In recent years, Metro has said two problems prevent it from delivering asked-for levels of service: insufficient staffing and limited space in bus bases. According to Metro spokesperson Jeff Switzer, Metro has caught up with staffing demand (“Now Hiring” notices on vehicles notwithstanding) and will be able to keep pace. The main challenge now is basing.
As ridership has grown in recent years, Metro has struggled to meet the level of service it’s been asked to provide. Earlier this year, for example, the City of Seattle reappropriated bus service funding to projects including year-round free transit passes for public school students, because Metro couldn’t provide all the service Seattle was paying for.
In an interview with STB, Metro’s director of capital projects, Diane Carlson, and capital projects managing supervisor, Jeff Arbuckle, explained Metro’s plan to meet the basing needs of a growing vehicle fleet through 2030. Metro also provided STB with a planning document laying out the program.
The planning document does not include project costs. However, related requests in King County Executive Dow Constantine’s proposed 2019-20 budget, from September 2018, would add up to about $89.5 million in capital projects for the overall basing plan.
According to the interview and the planning document, the plan has four major components:
- Expanding the capacity of the existing Central Base in Sodo, to phase in 150 new buses by 2023
- Building a temporary base adjacent to the Tukwila South Base, using recently acquired land, to add 125 buses between 2021-25
- After building the temporary base, renovating the existing South Base in segments, and eventually combining the renovated and temporary bases into a new, larger South Campus, to add 250 buses by 2025
- Acquiring a new, permanent electric battery bus base by 2030, likely in South King County, to base 250 additional buses “during or after” 2030
2019-23: Central Base
“Central optimization is focused at our Central Atlantic-Ryerson base,” Carlson says. “That is using the land more efficiently, acquiring a little bit more land, and moving some facilities around on that base, to get 60 additional spaces.”
Land acquisitions will add capacity for another 90 buses. The planning document says that the efficiencies will be to “add yard space, convert body shop to maintenance bays, and build a replacement body shop.”

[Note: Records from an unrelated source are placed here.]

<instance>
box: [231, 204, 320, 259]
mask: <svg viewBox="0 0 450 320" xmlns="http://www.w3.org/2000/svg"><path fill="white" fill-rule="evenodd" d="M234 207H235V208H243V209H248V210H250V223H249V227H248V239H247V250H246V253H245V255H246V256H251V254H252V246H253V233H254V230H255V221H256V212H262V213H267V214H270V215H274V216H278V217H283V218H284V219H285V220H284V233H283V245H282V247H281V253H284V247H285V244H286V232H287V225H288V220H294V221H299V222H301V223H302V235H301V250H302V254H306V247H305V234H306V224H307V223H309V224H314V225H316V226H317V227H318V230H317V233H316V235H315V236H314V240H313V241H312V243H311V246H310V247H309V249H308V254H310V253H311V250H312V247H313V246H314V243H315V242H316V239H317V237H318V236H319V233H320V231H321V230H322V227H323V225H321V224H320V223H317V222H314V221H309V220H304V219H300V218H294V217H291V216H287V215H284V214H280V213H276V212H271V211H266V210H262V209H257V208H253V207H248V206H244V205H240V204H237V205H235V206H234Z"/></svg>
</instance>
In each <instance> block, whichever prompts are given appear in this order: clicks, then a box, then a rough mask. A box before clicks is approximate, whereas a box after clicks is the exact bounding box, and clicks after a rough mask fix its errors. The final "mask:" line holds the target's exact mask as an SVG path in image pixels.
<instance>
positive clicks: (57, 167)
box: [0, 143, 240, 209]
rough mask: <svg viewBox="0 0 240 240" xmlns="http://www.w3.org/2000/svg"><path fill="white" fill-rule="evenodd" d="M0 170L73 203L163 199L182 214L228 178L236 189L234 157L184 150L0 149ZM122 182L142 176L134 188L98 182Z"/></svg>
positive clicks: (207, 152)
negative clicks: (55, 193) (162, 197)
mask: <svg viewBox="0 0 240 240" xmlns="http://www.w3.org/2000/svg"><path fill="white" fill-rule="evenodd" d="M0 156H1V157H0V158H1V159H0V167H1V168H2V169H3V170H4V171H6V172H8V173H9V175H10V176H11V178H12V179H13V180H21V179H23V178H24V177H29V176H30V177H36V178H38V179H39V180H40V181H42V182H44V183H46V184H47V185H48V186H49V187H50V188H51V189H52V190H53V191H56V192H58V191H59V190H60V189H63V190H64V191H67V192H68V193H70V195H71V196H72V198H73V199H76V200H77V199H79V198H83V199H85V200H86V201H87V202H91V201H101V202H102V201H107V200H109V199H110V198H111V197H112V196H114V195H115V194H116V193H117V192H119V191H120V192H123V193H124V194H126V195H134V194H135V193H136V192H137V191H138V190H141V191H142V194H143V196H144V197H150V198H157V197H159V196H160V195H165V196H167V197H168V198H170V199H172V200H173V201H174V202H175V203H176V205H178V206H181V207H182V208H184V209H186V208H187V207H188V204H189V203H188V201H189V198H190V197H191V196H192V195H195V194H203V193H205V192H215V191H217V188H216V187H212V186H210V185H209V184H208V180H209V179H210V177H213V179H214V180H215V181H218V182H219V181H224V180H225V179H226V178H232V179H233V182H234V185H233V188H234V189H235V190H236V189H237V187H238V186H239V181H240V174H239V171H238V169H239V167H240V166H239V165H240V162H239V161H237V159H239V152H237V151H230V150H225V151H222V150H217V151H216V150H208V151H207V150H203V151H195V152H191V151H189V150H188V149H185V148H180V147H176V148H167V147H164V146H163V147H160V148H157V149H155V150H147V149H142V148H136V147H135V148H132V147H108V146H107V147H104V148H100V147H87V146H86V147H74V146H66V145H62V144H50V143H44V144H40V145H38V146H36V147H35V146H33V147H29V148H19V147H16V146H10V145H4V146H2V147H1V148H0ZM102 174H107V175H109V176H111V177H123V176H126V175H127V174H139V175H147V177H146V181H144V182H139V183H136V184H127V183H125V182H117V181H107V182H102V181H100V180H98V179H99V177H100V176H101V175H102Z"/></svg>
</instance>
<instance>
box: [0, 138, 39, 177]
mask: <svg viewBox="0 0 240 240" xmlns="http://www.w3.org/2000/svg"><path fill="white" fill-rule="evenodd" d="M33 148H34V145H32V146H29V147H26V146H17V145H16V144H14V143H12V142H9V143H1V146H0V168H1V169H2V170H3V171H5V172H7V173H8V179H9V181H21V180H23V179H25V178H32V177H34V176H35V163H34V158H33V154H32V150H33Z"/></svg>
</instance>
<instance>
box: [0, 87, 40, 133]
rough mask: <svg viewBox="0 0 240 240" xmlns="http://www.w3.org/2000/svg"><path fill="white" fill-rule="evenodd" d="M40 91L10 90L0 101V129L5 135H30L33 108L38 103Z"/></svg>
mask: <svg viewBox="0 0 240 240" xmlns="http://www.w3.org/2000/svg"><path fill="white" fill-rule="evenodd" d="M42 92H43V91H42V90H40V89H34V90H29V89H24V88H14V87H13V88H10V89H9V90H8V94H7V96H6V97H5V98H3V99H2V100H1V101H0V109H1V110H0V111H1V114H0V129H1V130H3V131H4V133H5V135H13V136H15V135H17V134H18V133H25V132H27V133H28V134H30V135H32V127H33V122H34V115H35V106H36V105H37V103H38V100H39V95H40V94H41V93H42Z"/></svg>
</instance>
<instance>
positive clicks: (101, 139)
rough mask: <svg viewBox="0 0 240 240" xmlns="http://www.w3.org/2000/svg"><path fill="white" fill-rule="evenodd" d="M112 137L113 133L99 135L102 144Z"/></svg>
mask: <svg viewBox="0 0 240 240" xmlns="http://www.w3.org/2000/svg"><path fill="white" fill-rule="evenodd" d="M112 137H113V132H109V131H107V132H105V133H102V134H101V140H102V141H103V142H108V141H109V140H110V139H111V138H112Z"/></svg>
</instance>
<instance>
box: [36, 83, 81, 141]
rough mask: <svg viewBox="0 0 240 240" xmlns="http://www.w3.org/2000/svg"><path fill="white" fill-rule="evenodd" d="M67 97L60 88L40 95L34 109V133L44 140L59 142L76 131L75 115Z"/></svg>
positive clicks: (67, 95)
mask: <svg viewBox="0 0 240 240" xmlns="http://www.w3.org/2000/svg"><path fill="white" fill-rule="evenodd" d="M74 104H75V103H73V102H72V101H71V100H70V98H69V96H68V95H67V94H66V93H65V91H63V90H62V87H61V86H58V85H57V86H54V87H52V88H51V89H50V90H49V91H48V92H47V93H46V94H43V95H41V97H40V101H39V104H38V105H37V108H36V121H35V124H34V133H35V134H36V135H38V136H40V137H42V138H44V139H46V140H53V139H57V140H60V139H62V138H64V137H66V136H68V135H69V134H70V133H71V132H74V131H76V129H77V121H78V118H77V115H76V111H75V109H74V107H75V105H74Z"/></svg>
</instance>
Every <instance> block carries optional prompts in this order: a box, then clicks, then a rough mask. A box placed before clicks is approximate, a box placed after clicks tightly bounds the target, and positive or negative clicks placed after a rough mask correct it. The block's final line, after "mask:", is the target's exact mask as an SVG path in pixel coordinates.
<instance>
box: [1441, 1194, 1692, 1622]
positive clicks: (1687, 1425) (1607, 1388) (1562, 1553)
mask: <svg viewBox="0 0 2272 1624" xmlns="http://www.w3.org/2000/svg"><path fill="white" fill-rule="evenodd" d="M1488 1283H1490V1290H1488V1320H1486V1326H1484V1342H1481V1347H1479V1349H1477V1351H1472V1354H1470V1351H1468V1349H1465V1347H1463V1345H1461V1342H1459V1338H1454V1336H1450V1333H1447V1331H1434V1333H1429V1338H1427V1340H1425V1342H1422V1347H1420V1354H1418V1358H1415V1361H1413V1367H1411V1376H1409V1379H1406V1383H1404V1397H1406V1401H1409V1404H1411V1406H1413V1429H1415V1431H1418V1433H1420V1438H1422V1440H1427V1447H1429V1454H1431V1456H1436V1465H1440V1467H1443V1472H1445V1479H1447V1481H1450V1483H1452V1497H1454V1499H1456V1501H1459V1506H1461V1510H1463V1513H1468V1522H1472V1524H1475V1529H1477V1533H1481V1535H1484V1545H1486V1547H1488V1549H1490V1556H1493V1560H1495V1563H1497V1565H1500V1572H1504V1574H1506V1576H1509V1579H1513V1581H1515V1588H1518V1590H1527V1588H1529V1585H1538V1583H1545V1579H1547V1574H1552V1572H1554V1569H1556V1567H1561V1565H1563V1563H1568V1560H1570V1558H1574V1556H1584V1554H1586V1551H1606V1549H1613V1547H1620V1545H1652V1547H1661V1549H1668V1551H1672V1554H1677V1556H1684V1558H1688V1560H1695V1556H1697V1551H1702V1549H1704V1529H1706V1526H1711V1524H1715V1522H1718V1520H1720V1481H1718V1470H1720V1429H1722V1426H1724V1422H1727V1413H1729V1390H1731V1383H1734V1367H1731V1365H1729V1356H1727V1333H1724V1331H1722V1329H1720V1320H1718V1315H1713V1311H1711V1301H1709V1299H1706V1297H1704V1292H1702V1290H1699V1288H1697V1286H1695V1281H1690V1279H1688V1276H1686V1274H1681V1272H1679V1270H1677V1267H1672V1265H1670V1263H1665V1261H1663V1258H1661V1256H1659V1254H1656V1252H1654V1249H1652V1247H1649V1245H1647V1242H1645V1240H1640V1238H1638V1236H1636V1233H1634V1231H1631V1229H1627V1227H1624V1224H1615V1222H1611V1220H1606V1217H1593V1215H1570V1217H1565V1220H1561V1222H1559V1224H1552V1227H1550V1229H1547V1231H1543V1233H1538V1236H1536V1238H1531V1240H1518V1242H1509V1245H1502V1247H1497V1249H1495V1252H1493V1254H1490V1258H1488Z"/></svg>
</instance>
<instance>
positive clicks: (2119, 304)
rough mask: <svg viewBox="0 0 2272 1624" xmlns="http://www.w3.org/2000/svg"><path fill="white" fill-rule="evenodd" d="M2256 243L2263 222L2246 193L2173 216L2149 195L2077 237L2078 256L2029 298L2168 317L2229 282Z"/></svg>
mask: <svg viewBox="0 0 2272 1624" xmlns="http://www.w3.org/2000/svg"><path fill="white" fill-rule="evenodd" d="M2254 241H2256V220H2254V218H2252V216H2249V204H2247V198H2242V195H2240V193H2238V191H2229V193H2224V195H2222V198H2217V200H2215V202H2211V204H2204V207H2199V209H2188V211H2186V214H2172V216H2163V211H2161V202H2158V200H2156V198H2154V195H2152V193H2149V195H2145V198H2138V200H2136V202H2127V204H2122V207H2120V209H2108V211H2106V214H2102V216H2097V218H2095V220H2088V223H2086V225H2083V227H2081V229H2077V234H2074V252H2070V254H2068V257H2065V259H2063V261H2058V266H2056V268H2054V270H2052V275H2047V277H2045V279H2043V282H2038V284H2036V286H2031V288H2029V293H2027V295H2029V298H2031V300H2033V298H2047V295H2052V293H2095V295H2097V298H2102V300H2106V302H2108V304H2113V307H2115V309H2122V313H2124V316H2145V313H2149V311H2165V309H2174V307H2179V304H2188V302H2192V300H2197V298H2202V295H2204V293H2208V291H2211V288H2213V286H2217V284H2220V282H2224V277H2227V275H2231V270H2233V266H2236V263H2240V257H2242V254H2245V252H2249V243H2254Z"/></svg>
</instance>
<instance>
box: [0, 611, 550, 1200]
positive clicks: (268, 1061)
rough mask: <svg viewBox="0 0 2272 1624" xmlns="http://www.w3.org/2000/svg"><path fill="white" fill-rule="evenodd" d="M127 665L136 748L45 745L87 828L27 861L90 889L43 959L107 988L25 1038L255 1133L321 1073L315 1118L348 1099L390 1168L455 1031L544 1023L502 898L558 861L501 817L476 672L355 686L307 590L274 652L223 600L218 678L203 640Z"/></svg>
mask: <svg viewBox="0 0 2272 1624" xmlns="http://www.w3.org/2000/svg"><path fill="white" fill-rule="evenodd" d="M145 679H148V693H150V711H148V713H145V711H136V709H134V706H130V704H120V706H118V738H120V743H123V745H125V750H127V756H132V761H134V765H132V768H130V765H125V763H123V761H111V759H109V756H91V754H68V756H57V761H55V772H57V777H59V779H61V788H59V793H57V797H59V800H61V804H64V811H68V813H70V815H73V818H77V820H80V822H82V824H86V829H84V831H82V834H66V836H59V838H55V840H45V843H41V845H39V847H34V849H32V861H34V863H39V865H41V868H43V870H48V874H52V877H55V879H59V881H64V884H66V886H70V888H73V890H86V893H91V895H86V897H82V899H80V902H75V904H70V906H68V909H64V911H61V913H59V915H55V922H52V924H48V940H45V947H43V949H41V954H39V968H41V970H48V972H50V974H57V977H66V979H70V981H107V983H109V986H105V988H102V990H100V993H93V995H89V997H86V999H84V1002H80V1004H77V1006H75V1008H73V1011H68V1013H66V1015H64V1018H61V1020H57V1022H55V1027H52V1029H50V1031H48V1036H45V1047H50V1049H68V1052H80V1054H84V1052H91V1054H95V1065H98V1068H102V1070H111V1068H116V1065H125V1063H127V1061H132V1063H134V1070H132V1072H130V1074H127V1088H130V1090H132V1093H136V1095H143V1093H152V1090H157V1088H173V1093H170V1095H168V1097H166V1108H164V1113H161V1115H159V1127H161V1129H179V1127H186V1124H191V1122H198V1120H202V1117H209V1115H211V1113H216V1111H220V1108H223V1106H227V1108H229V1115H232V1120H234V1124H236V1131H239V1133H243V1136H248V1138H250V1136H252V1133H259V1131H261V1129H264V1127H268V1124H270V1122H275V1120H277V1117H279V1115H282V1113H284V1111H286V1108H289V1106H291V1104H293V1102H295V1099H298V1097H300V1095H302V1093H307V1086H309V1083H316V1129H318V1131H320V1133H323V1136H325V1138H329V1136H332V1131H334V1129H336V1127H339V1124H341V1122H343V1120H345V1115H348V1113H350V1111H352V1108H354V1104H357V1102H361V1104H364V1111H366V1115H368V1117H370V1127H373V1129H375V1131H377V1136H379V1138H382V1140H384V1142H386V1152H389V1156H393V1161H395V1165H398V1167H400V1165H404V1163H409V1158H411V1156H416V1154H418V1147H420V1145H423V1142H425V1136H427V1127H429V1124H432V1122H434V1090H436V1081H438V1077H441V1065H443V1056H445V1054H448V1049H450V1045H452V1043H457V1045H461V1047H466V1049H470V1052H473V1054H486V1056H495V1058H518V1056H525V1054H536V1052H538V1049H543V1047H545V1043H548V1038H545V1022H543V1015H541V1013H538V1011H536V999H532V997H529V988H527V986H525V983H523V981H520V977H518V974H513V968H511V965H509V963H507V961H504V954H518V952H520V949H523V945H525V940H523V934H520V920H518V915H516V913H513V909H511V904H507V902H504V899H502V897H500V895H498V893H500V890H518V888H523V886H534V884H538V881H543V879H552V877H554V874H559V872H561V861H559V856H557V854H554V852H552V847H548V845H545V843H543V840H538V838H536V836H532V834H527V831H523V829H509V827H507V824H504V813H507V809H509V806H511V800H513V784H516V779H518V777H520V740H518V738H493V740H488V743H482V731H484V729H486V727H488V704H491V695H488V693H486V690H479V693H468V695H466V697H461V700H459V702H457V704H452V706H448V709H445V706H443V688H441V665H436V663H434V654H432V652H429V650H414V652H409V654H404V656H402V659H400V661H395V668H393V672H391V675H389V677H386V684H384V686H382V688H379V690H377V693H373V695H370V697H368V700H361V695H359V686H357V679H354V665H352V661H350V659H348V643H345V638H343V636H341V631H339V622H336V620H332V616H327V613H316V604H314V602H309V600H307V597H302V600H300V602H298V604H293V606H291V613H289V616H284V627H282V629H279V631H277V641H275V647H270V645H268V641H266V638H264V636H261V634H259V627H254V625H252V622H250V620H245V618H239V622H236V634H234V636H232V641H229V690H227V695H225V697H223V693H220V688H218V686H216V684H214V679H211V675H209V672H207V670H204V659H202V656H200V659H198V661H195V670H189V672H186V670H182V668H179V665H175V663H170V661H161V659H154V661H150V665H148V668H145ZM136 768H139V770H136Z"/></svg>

Carlson said that the results of the ST3 planning process could force a change of plans for the Central Base—some proposed alignments would require turning parts of Ryerson Base into Link guideways.
The budgetary requests made by County Executive Dow Constantine’s proposed 2019-20 budget makes reference to “Central Base,” “Atlantic Base,” and “Ryerson Base” at various points, making compiling all relevant capital projects tricky. However, here is a list of the requests that seem to be part of the plan:
- $2.8 million for renovating the Central Base’s vehicle body shop and staff wellness center
- $2 million for “facilities improvements,” which covers “transit operating facilities”
- $3 million for Atlantic Base yard refurbishment
- $13.6 million for new bus lifts at Atlantic Base
- $4.9 million for underground storage tanks at Central Base
These projects add up to approximately $26.3 million in major budget requests related to the Central Base improvements.
2021-25: South Campus
“The most amount of work that’s going to happen in the next couple years is going to be down at our South Base site in Tukwila,” says Carlson. “We have a lot of moving—we’re going to be moving a lot of things off, relocating them so we can build that new base on the property that we have down there.”
The South Campus changes are where Metro will begin to transition the fleet’s non-trolley energy supply to electric batteries, from diesel hybrids.
“That interim base, and the new South Annex base, are the first bases that will be built for battery buses,” Carlson says. “It’s a big, exciting thing. There’s a lot to that, in terms of getting the right types of facilities in place, the right technology.”
The 2019-20 proposed budget references the “South Base,” “South Campus,” and “South Annex,” so the same caveats as the Central Base list apply. Major requests include:
- $14 million for the construction of the temporary South Base
- $28 million to “fund purchase of land, leases, and relocation costs” related to the new South Campus project
- $6.5 million for “construction of a permanent 250 bus transit base on Metro owned property called the South Annex,” with features including vehicle maintenance facilities
- $6.5 million for a new electric substation to handle “deployment of 120 electric buses into revenue service”
- $5.8 million for new HVAC systems
- $900k for new fluid tanks
- $1.5 million for new electric bus chargers
These requests add up to $63.2 million in major budget requests related to the South Campus improvements.
2030: New Base
Plans for the new base are still in development, but Carlson did share some of the broad strokes. She said that South King County was the most likely location for the new base, taking into consideration current ridership trends, which could change—particularly as Link extensions come on line.
Other considerations include ingress and egress, proximity to residential neighborhoods (i.e. the effects of necessary light, sound, and air pollution), the size of a potential parcel, and groundwater/runoff impacts.
The September budget proposal also mentions the new base search, but lists the cost as “$0.” We
have asked Metro to clarify the $0 figure; spokesperson Jeff Switzer says that the project is too far out of the budget window to account for in the proposal.
The planning document also makes reference to a potential ninth base, which would be added in 2040.